A little spring poem to go with this work:
off their tree
to become free
and sprout again into a new star
Twenty metal trunks rooted in cement, their hundred metal branches all wrapped up in plastic, each carrying it’s white flower: six hundred and fifty plastic bags altogether, floating in the air.
All bags repurposed from previous works, all concrete bases recycled, all metal poles recuperated from their earlier shapes planted for the NSP where they lived at Broomhill for one year.
I don’t know for how long they will last this time; at some point the decay it’s inevitable, hopefully well before they will start to be taken for granted and become overlooked. To feel neglected, wouldn’t this be a valid motive to speed the process of decline?
Like a real plant this artwork needs tending, attentions, and looking after. That’s the nature of the work: to mimic nature and a metaphor for life.
My main worry? Will the work weather gracefully. I know it will transform somehow, hopefully without detracting from the perfectly beautiful surroundings but interact with it instead. Ideally creating some enjoyable moments of thoughts, reflection and conversation that art can so well provide us with. These vital acts could only nourish the artwork and its metamorphosis, making it grow stronger in purpose, deeper in concept. Then all its physical changes would not be in vain but as significant and meaningful as its imperfect beauty longing to be monitored.
I cannot help but feel that my work fits in and is perfectly complemented by the hospice environment, if not just conceptually for the idea of cycle that the work lives of.

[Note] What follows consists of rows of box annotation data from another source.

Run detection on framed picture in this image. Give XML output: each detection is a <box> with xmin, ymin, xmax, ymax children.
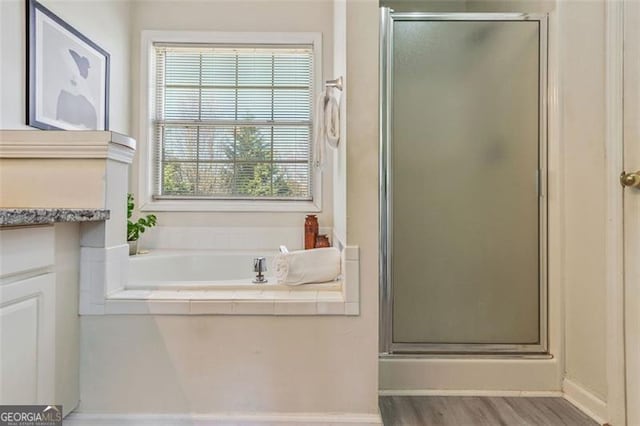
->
<box><xmin>26</xmin><ymin>0</ymin><xmax>109</xmax><ymax>130</ymax></box>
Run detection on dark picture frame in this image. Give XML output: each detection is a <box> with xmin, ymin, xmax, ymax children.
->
<box><xmin>26</xmin><ymin>0</ymin><xmax>111</xmax><ymax>130</ymax></box>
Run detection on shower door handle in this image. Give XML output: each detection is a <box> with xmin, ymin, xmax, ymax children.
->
<box><xmin>620</xmin><ymin>172</ymin><xmax>640</xmax><ymax>188</ymax></box>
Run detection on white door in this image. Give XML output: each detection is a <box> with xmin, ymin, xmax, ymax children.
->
<box><xmin>623</xmin><ymin>0</ymin><xmax>640</xmax><ymax>426</ymax></box>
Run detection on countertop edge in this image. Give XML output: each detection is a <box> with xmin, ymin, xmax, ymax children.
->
<box><xmin>0</xmin><ymin>208</ymin><xmax>110</xmax><ymax>227</ymax></box>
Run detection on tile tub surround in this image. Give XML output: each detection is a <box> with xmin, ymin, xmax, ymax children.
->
<box><xmin>0</xmin><ymin>208</ymin><xmax>110</xmax><ymax>226</ymax></box>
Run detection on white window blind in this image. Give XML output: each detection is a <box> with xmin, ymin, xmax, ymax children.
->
<box><xmin>154</xmin><ymin>43</ymin><xmax>313</xmax><ymax>200</ymax></box>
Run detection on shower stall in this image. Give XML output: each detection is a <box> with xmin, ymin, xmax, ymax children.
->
<box><xmin>380</xmin><ymin>8</ymin><xmax>547</xmax><ymax>355</ymax></box>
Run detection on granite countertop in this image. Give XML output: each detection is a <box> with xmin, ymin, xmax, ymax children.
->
<box><xmin>0</xmin><ymin>208</ymin><xmax>109</xmax><ymax>226</ymax></box>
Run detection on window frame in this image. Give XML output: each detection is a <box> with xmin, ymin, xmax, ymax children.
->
<box><xmin>138</xmin><ymin>31</ymin><xmax>323</xmax><ymax>212</ymax></box>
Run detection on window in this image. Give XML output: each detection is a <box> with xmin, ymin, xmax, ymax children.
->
<box><xmin>152</xmin><ymin>42</ymin><xmax>314</xmax><ymax>200</ymax></box>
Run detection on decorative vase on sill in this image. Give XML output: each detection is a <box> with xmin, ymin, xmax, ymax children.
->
<box><xmin>127</xmin><ymin>241</ymin><xmax>138</xmax><ymax>256</ymax></box>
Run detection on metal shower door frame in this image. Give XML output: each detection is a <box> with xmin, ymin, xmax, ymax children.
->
<box><xmin>379</xmin><ymin>7</ymin><xmax>549</xmax><ymax>357</ymax></box>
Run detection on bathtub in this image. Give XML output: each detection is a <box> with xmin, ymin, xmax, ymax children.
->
<box><xmin>126</xmin><ymin>249</ymin><xmax>341</xmax><ymax>291</ymax></box>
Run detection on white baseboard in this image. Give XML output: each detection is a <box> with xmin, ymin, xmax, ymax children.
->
<box><xmin>562</xmin><ymin>378</ymin><xmax>607</xmax><ymax>425</ymax></box>
<box><xmin>64</xmin><ymin>413</ymin><xmax>382</xmax><ymax>426</ymax></box>
<box><xmin>378</xmin><ymin>389</ymin><xmax>564</xmax><ymax>398</ymax></box>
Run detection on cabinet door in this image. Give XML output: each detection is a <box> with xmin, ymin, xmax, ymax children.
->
<box><xmin>0</xmin><ymin>273</ymin><xmax>55</xmax><ymax>405</ymax></box>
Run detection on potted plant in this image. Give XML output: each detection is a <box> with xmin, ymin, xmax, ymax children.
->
<box><xmin>127</xmin><ymin>194</ymin><xmax>156</xmax><ymax>256</ymax></box>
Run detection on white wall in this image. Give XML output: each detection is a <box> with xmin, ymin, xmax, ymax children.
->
<box><xmin>131</xmin><ymin>0</ymin><xmax>334</xmax><ymax>248</ymax></box>
<box><xmin>559</xmin><ymin>1</ymin><xmax>607</xmax><ymax>401</ymax></box>
<box><xmin>0</xmin><ymin>0</ymin><xmax>130</xmax><ymax>134</ymax></box>
<box><xmin>79</xmin><ymin>1</ymin><xmax>378</xmax><ymax>415</ymax></box>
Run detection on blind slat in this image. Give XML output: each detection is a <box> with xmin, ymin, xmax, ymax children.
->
<box><xmin>154</xmin><ymin>43</ymin><xmax>313</xmax><ymax>200</ymax></box>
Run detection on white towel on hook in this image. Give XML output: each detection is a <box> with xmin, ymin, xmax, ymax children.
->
<box><xmin>313</xmin><ymin>88</ymin><xmax>340</xmax><ymax>167</ymax></box>
<box><xmin>273</xmin><ymin>247</ymin><xmax>341</xmax><ymax>285</ymax></box>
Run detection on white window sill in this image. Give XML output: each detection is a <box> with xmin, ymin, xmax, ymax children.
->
<box><xmin>140</xmin><ymin>200</ymin><xmax>322</xmax><ymax>212</ymax></box>
<box><xmin>104</xmin><ymin>289</ymin><xmax>359</xmax><ymax>315</ymax></box>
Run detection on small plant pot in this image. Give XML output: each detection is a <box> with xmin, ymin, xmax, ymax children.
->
<box><xmin>127</xmin><ymin>240</ymin><xmax>138</xmax><ymax>256</ymax></box>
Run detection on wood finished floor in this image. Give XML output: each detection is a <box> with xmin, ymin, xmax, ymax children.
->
<box><xmin>379</xmin><ymin>396</ymin><xmax>598</xmax><ymax>426</ymax></box>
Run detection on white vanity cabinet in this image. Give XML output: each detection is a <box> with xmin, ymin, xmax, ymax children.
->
<box><xmin>0</xmin><ymin>220</ymin><xmax>89</xmax><ymax>415</ymax></box>
<box><xmin>0</xmin><ymin>225</ymin><xmax>58</xmax><ymax>404</ymax></box>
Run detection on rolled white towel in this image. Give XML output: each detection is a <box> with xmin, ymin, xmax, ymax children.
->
<box><xmin>273</xmin><ymin>247</ymin><xmax>340</xmax><ymax>285</ymax></box>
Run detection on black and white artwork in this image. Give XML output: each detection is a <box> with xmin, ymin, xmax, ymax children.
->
<box><xmin>27</xmin><ymin>0</ymin><xmax>109</xmax><ymax>130</ymax></box>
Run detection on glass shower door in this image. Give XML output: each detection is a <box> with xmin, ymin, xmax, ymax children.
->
<box><xmin>382</xmin><ymin>14</ymin><xmax>546</xmax><ymax>352</ymax></box>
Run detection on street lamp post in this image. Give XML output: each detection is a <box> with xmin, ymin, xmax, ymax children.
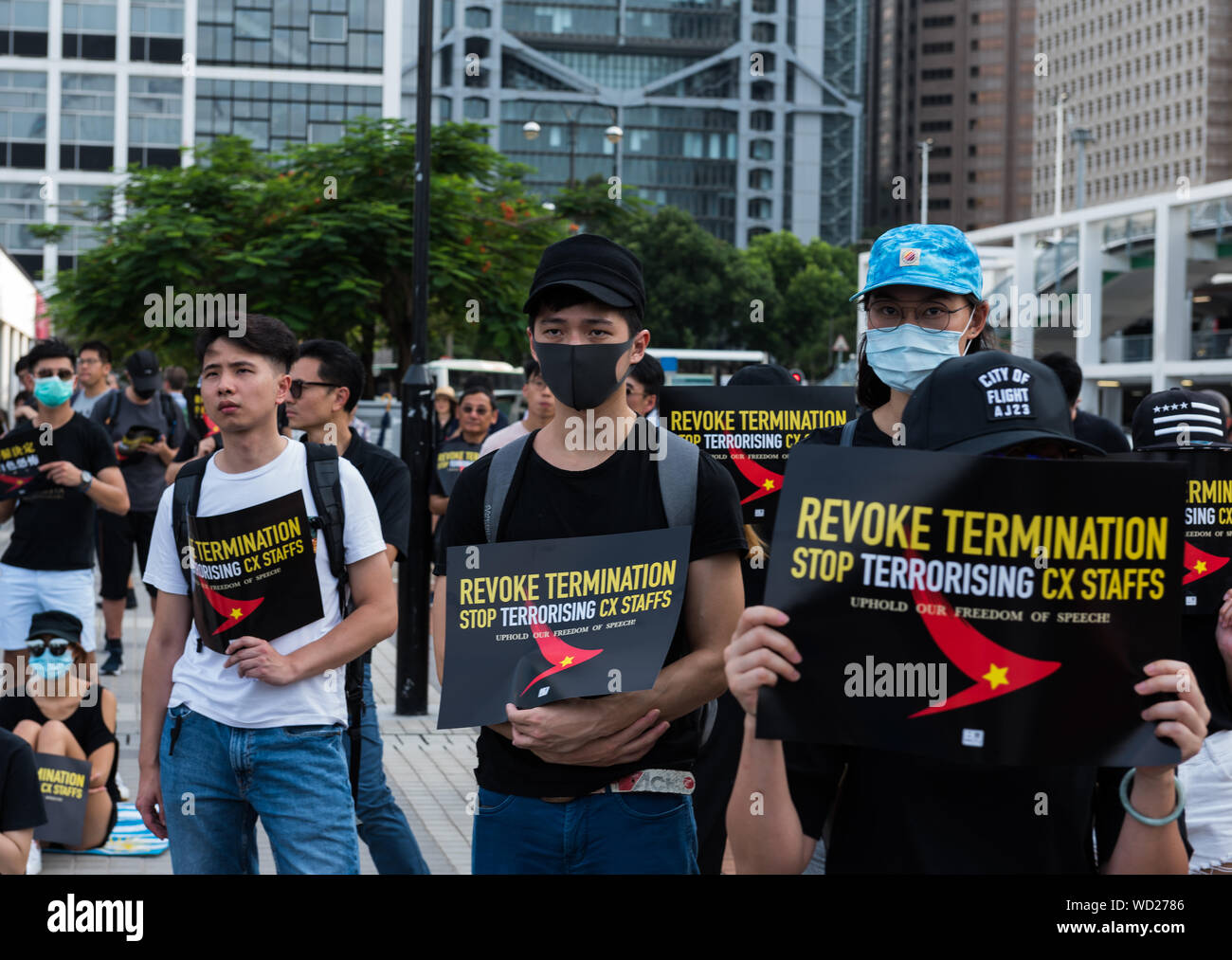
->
<box><xmin>522</xmin><ymin>102</ymin><xmax>625</xmax><ymax>188</ymax></box>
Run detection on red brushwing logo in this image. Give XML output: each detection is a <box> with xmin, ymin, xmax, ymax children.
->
<box><xmin>197</xmin><ymin>577</ymin><xmax>265</xmax><ymax>636</ymax></box>
<box><xmin>1180</xmin><ymin>540</ymin><xmax>1228</xmax><ymax>586</ymax></box>
<box><xmin>903</xmin><ymin>550</ymin><xmax>1060</xmax><ymax>719</ymax></box>
<box><xmin>522</xmin><ymin>603</ymin><xmax>603</xmax><ymax>695</ymax></box>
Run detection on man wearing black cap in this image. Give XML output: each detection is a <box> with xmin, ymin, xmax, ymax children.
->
<box><xmin>91</xmin><ymin>350</ymin><xmax>185</xmax><ymax>676</ymax></box>
<box><xmin>432</xmin><ymin>234</ymin><xmax>746</xmax><ymax>874</ymax></box>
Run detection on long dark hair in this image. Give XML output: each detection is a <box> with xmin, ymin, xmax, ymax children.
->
<box><xmin>855</xmin><ymin>295</ymin><xmax>999</xmax><ymax>410</ymax></box>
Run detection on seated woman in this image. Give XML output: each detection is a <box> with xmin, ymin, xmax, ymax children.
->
<box><xmin>0</xmin><ymin>610</ymin><xmax>119</xmax><ymax>850</ymax></box>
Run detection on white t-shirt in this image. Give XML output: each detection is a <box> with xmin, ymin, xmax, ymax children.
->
<box><xmin>144</xmin><ymin>440</ymin><xmax>385</xmax><ymax>729</ymax></box>
<box><xmin>480</xmin><ymin>420</ymin><xmax>530</xmax><ymax>457</ymax></box>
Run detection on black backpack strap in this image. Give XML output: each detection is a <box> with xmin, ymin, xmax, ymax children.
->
<box><xmin>304</xmin><ymin>443</ymin><xmax>359</xmax><ymax>805</ymax></box>
<box><xmin>172</xmin><ymin>454</ymin><xmax>213</xmax><ymax>653</ymax></box>
<box><xmin>483</xmin><ymin>434</ymin><xmax>534</xmax><ymax>543</ymax></box>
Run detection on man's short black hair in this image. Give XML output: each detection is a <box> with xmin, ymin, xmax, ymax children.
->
<box><xmin>26</xmin><ymin>336</ymin><xmax>77</xmax><ymax>373</ymax></box>
<box><xmin>1040</xmin><ymin>352</ymin><xmax>1081</xmax><ymax>407</ymax></box>
<box><xmin>78</xmin><ymin>340</ymin><xmax>111</xmax><ymax>364</ymax></box>
<box><xmin>196</xmin><ymin>313</ymin><xmax>299</xmax><ymax>373</ymax></box>
<box><xmin>459</xmin><ymin>380</ymin><xmax>497</xmax><ymax>409</ymax></box>
<box><xmin>628</xmin><ymin>353</ymin><xmax>662</xmax><ymax>397</ymax></box>
<box><xmin>299</xmin><ymin>340</ymin><xmax>365</xmax><ymax>411</ymax></box>
<box><xmin>526</xmin><ymin>286</ymin><xmax>642</xmax><ymax>336</ymax></box>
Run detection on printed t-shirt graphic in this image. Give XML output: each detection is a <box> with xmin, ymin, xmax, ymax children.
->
<box><xmin>189</xmin><ymin>491</ymin><xmax>323</xmax><ymax>653</ymax></box>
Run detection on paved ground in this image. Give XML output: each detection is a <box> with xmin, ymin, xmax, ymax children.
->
<box><xmin>0</xmin><ymin>524</ymin><xmax>478</xmax><ymax>874</ymax></box>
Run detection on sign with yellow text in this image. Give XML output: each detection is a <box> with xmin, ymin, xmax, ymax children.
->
<box><xmin>660</xmin><ymin>386</ymin><xmax>855</xmax><ymax>524</ymax></box>
<box><xmin>758</xmin><ymin>444</ymin><xmax>1186</xmax><ymax>767</ymax></box>
<box><xmin>189</xmin><ymin>491</ymin><xmax>324</xmax><ymax>653</ymax></box>
<box><xmin>436</xmin><ymin>526</ymin><xmax>693</xmax><ymax>730</ymax></box>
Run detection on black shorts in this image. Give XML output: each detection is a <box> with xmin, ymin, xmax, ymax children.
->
<box><xmin>99</xmin><ymin>510</ymin><xmax>157</xmax><ymax>600</ymax></box>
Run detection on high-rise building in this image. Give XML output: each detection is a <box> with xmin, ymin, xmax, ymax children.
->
<box><xmin>404</xmin><ymin>0</ymin><xmax>865</xmax><ymax>246</ymax></box>
<box><xmin>1031</xmin><ymin>0</ymin><xmax>1232</xmax><ymax>216</ymax></box>
<box><xmin>865</xmin><ymin>0</ymin><xmax>1036</xmax><ymax>234</ymax></box>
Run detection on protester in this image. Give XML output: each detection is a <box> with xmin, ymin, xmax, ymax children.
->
<box><xmin>690</xmin><ymin>353</ymin><xmax>800</xmax><ymax>875</ymax></box>
<box><xmin>69</xmin><ymin>340</ymin><xmax>111</xmax><ymax>417</ymax></box>
<box><xmin>625</xmin><ymin>353</ymin><xmax>662</xmax><ymax>424</ymax></box>
<box><xmin>0</xmin><ymin>729</ymin><xmax>46</xmax><ymax>877</ymax></box>
<box><xmin>0</xmin><ymin>610</ymin><xmax>119</xmax><ymax>850</ymax></box>
<box><xmin>726</xmin><ymin>353</ymin><xmax>1207</xmax><ymax>874</ymax></box>
<box><xmin>480</xmin><ymin>360</ymin><xmax>555</xmax><ymax>457</ymax></box>
<box><xmin>91</xmin><ymin>350</ymin><xmax>186</xmax><ymax>677</ymax></box>
<box><xmin>1132</xmin><ymin>387</ymin><xmax>1232</xmax><ymax>874</ymax></box>
<box><xmin>432</xmin><ymin>383</ymin><xmax>459</xmax><ymax>447</ymax></box>
<box><xmin>432</xmin><ymin>234</ymin><xmax>746</xmax><ymax>874</ymax></box>
<box><xmin>136</xmin><ymin>315</ymin><xmax>397</xmax><ymax>874</ymax></box>
<box><xmin>163</xmin><ymin>368</ymin><xmax>189</xmax><ymax>414</ymax></box>
<box><xmin>0</xmin><ymin>339</ymin><xmax>128</xmax><ymax>670</ymax></box>
<box><xmin>1040</xmin><ymin>352</ymin><xmax>1130</xmax><ymax>454</ymax></box>
<box><xmin>287</xmin><ymin>340</ymin><xmax>430</xmax><ymax>874</ymax></box>
<box><xmin>427</xmin><ymin>383</ymin><xmax>497</xmax><ymax>516</ymax></box>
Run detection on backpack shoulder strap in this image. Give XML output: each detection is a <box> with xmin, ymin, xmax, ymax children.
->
<box><xmin>658</xmin><ymin>426</ymin><xmax>701</xmax><ymax>526</ymax></box>
<box><xmin>172</xmin><ymin>454</ymin><xmax>213</xmax><ymax>653</ymax></box>
<box><xmin>483</xmin><ymin>434</ymin><xmax>533</xmax><ymax>543</ymax></box>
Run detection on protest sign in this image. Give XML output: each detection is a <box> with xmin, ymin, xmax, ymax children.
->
<box><xmin>1117</xmin><ymin>446</ymin><xmax>1232</xmax><ymax>616</ymax></box>
<box><xmin>438</xmin><ymin>526</ymin><xmax>691</xmax><ymax>730</ymax></box>
<box><xmin>34</xmin><ymin>753</ymin><xmax>90</xmax><ymax>846</ymax></box>
<box><xmin>189</xmin><ymin>491</ymin><xmax>324</xmax><ymax>653</ymax></box>
<box><xmin>758</xmin><ymin>444</ymin><xmax>1184</xmax><ymax>767</ymax></box>
<box><xmin>0</xmin><ymin>432</ymin><xmax>45</xmax><ymax>500</ymax></box>
<box><xmin>660</xmin><ymin>386</ymin><xmax>855</xmax><ymax>524</ymax></box>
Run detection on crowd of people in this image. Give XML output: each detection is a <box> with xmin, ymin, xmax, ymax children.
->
<box><xmin>0</xmin><ymin>225</ymin><xmax>1232</xmax><ymax>874</ymax></box>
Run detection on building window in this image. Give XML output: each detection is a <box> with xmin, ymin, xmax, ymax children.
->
<box><xmin>0</xmin><ymin>70</ymin><xmax>46</xmax><ymax>167</ymax></box>
<box><xmin>61</xmin><ymin>74</ymin><xmax>116</xmax><ymax>170</ymax></box>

This opportunity came at the right time of my life, when I am starting to dwell with sad thoughts about my aging parents. The harmonious energy I could breathe during my brief visit at the hospice and its carefully looked after gardens have fed my imagination making me hope for all hospices to be just like that. I came away with an uplifting and positive outlook that is already reflecting on my relationship with my parents.
Hopefully I was able to honour the place and their people and to give something back. Only the desire of making art had stop me from surrendering to the twittering of the birds and let my curiosity be lulled by the mystery of what life will bring next, fantasizing of all its forms and shapes.